Friday, April 17, 2015

in times of anguish

There are so many things I should be doing right now: writing a hymn (it's for a final. long story), writing a paper, studying for a test, sleeping. 

But I'm not doing those things, because my gut has told me that I need to write something. And I'm not sure what that is.

I lied. It's not my gut telling me that—it's the Holy Ghost, the Spirit of the Lord. I strongly believe in the power of the Spirit to guide and prompt me in my daily life. I believe that's why I'm writing this right now instead of sleeping or finishing final papers or studying for a test. 

I also believe that the Spirit can confirm truth and comfort us in times of anguish. Our Church gives its members the unique opportunity to speak in church from time to time, and last Sunday I was asked to speak. I shared an experience I once had during a time in my life when I felt alone and confused. One particular night, all the feelings of loneliness and abandonment I'd been trying to suppress came flooding back all at once, and I was beside myself with grief and pain and confusion. I remember sinking to my knees and begging the Lord to help me understand and to show me where I'd hidden my faith, because I certainly couldn't find it. Over and over I asked if He was even listening to me. I felt so small, so insignificant, and so certain that the Creator of the universe couldn't possibly care about little old me in my time of need when there were so many other people in the world who needed (and probably deserved) His attention more than I did. But when my words died out and my tears dried, I wrote the following entry in my journal: 

“Tonight I prayed one of my most desperately heartfelt prayers ever. I felt so alone and overwhelmed, and I felt myself going to that negative, scary place where everything always goes wrong, and I always end up hurt and alone. I asked for peace, guidance, and the ability to trust in God’s will and accept whatever he sends my way. I asked to know if He was there. And as I prayed—even as I cried and begged and questioned—I felt a wave of calm. It’s hard to describe. But it was as though the desperation and the out-of-control feelings that turned me into a blubbering, hysterical mess were just wiped away…That’s a prayer answered. And I know more answers will come in time.” 

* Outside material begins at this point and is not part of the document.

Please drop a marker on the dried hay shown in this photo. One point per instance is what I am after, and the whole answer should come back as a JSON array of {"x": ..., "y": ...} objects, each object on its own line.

My fears in that moment were wiped away and replaced with the calm knowledge that my Father in Heaven knew me and loved me and cared desperately about me. And though those same fears have resurfaced many times since that night, each time I can now calm myself with the reassurance that He's there and that He loves me. 

There is an almighty being who watches out for you and loves you even if you don't believe in Him. He doesn't care who you are or what you do, His love is unconditional and never ending. And should you choose to address him, he will be listening. 


I'm not quite sure why the Spirit prompted me to share this experience tonight, but I know that for some reason or another, it was the right thing to do. If nothing else, it was yet another reminder to myself to never forget that wave of calm when everything feels as though it's falling apart.